Creating the Definition of Done: a checklist 

Remember, the DoD is our universal quality checklist that ensures our work is ready for its debut. So, how do we create a Definition of Done that hits the mark? Let’s break it down step by step:

  1. Collaborate: Crafting a solid DoD is a team effort. First, bring your Scrum team together to discuss and agree on what ‘done’ means for your project. This shared understanding is crucial to ensure everyone’s working toward the same goals.
  2. Consider quality standards: Your DoD should reflect the quality standards that are important to your team, your organization, and your clients. Think about things like code quality, documentation, testing, and performance, and include criteria that cover these aspects in your DoD. 
  3. Be specific and measurable: Make sure your DoD includes specific, measurable criteria that are easy to understand and evaluate. This way, there’s no room for confusion or misinterpretation, and the team can objectively determine when a user story or feature is truly ‘done’.
  4. Keep it realistic: Your DoD should be achievable within the time and resource constraints of your sprints. While it’s essential to aim for high-quality work, be mindful of what’s feasible given your team’s capacity and project requirements.
  5. Review and refine: The Agile process is all about continuous improvement, and that includes your Definition of Done. Regularly review your DoD with your Scrum team to ensure it’s still relevant and accurate. Make adjustments as needed to keep it aligned with your team’s evolving needs and goals.

A checklist for creating the Acceptance Criteria 

Crafting top-notch Acceptance Criteria (AC) will keep your Scrum team laser-focused. And just like the DoD, creating the AC is a team effort.

  1. Collaborate with the team: Bring together your Product Owner, developers, QA team members, and other stakeholders to discuss and define the Acceptance Criteria for each user story. This collaborative approach helps everyone understand the requirements and contribute their expertise to create robust, well-rounded AC.
  2. Focus on the user: Remember, Acceptance Criteria should describe the specific requirements needed to satisfy the user story. Keep the end user in mind as you craft the AC, and make sure it addresses their needs and expectations.
  3. Be clear and concise: Clarity is key when it comes to Acceptance Criteria. Write your AC in a way that’s easy to understand and leaves no room for ambiguity.
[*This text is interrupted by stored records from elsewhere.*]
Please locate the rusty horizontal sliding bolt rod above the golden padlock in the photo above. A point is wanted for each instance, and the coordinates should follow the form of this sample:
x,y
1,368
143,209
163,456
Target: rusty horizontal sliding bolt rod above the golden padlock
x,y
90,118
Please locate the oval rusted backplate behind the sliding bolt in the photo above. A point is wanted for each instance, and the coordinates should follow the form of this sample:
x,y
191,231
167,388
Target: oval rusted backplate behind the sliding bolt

This way, your Scrum team can easily grasp the requirements and work toward fulfilling them.
  4. Make it measurable and testable: Your Acceptance Criteria should be quantifiable and testable. This allows the team to objectively assess whether the user story or feature meets the requirements, and it helps the QA team verify that the work is ready for acceptance.
  5. Stay relevant: Keep your AC focused on the specific user story or feature at hand. Avoid including unrelated details or requirements that could distract the team or dilute the focus of the work.
  6. Review and refine: As with the Definition of Done, it’s essential to regularly review and refine your Acceptance Criteria. Continuously iterate and improve your AC to ensure it remains relevant and accurate, and make adjustments based on feedback from your Scrum team and any changes in project requirements.

Final thoughts 

Project management software is the gold standard when it comes to product development. Not only does it provide a central place for the team to collaborate and check progress; but tools like Backlog also offer automatic notifications and task assignments to keep everyone on track. It also has continuous integration and automated testing capabilities, which is ideal for when you want to streamline code-checking and rollout.

By taking a collaborative, user-focused approach to create both the Acceptance Criteria and Definition of Done docs, you can empower your Scrum team to build features and user stories that truly meet the needs of your clients and end users. And when your team is aligned and working together to deliver exceptional work, happy clients are never far behind.